The performance of an unsupervised framework is intrinsically tied to how well the sampled data represents its population distribution. In the context of AE-ML benchmarking datasets, it is critical to ensure enough signals have been collected to capture statistical variations. If too few waveforms are collected at any angle, it is unlikely that the sampling distribution will represent the population distribution of waveform features (Fig. 2b). Consequently, the addition on new waveforms will lead to spurious performance of an AE-ML framework. To ensure enough signals are in a benchmarking set, a framework’s performance must be shown to be independent of the number of signals collected. For this benchmarking set, it is demonstrated that 75 signals per angle are sufficient to ensure the ARI values we calculate are independent of the amount of data (Fig. 7).

Feature selection is of critical importance with respect to maximizing the discriminating power. As demonstrated in Sect. Saliency of Features, the inclusion of non-salient features was directly correlated with poor framework performance. Despite the importance of feature selection, there is little discussion within the literature as to why certain features were chosen [22]. As a result, many modern frameworks continue to include non-salient features (e.g., rise time) which negatively impact framework performance.

Toward better feature selection, universal features should be prioritized, and when possible, choice of feature set should be explicitly motivated. If it is possible to construct cases where a given feature cannot reliably discriminate between signals emitted by two unique sources, then the feature is likely convolved with factors unrelated to the source mechanism and are therefore not universal. The use of such non-universal features must be treated with caution. For example, although small amplitudes and large rise times have been correlated with Mode II cracks, these features are not universal because they are also a strong function of the source-to-sensor distance [50]. This makes it possible to construct a dataset where unique signals can appear artificially similar resulting from little to no statistical difference between features (Fig. 6).

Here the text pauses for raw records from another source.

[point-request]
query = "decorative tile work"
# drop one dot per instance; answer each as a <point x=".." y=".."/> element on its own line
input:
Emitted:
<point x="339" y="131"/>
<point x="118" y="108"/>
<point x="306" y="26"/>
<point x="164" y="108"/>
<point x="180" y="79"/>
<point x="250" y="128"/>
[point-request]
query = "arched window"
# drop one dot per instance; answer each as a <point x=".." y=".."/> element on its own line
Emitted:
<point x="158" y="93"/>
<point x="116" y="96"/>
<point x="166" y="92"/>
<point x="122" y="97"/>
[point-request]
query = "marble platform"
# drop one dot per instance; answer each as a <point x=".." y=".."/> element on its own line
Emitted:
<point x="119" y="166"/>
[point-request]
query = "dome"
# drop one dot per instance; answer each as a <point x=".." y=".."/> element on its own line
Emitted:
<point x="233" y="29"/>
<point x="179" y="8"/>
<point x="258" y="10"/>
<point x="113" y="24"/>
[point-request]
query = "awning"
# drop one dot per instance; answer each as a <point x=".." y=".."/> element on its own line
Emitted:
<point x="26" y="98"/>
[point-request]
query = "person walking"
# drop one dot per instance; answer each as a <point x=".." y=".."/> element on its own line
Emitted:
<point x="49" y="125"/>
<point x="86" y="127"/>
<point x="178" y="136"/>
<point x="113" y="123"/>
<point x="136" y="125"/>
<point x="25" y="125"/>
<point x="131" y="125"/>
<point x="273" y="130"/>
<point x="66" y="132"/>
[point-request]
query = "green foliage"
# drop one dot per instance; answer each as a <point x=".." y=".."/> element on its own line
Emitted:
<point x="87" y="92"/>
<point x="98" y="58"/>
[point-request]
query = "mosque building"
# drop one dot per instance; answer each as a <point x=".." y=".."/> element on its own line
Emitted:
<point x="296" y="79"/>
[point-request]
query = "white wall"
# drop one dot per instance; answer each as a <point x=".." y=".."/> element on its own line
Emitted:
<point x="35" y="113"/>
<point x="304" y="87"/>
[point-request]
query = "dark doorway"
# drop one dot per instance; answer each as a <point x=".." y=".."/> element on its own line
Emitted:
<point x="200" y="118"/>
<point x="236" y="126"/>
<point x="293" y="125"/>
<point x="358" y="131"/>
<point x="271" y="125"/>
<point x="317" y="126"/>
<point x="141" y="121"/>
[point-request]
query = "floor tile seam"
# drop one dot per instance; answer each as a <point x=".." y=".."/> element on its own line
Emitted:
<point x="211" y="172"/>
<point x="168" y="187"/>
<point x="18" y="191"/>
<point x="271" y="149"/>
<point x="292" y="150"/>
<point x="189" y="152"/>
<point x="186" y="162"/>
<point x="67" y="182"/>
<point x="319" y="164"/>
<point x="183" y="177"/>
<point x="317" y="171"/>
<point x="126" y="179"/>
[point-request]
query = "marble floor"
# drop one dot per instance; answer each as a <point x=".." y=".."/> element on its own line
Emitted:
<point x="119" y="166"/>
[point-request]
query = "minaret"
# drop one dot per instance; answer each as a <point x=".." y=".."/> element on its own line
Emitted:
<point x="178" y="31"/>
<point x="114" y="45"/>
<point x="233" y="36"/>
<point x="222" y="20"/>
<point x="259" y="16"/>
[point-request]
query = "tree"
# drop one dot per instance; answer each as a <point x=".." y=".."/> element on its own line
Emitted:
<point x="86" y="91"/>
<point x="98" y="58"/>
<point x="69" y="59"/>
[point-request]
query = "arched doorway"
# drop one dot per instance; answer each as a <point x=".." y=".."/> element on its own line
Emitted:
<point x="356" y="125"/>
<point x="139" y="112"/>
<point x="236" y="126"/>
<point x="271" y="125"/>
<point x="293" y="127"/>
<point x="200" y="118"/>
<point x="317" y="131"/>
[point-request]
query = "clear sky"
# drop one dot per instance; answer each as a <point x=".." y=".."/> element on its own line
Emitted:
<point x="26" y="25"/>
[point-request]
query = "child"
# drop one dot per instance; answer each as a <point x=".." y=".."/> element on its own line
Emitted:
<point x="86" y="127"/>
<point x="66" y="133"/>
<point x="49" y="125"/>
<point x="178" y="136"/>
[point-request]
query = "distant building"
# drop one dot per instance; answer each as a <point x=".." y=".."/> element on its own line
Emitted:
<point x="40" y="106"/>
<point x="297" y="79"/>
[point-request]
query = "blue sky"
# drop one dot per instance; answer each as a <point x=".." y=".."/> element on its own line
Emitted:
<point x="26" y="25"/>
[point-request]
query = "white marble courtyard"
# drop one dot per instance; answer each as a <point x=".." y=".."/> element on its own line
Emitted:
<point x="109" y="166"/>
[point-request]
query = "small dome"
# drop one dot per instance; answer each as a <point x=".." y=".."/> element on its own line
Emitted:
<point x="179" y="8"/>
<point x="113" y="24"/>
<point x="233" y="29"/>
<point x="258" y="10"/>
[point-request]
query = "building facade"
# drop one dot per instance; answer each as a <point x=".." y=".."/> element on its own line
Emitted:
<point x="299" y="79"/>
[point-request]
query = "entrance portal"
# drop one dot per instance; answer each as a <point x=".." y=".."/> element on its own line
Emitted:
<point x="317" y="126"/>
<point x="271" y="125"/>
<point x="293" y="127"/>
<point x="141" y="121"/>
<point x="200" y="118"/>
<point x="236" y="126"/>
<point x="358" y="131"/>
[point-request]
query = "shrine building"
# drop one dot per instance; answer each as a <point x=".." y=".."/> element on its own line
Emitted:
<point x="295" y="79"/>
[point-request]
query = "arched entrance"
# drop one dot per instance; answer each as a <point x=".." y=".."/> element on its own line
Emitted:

Although universally salient features will not change between material systems or loading configurations, the values of the features might vary. For example, partial power appears to be a universally salient feature [4, 21, 47], but every frequency band does not provide equal discriminating power. As demonstrated by the parametric removal of Frequency framework features, the frequency band from 150–300 kHz was the most useful for signal discrimination. In this case, 150–300 kHz was useful for discrimination between two PLB signals; however, different frequency bands will be useful when the material system or loading conditions changes [12, 26].

Finally, publicly available standardized datasets should be used for quantitative benchmarking of frameworks. Although these types of benchmarking tools are common in other fields [51,52,53,54], they are absent in the AE community. Development and continued maintenance of these types of datasets will provide the tools necessary to assess the strengths and limitations of AE-ML frameworks and will allow for detailed discussions regarding the specific strengths and weaknesses of individual frameworks. In turn, this will provide transparency and trust in the results obtained from such frameworks, promoting their broader use in both scientific and engineering applications.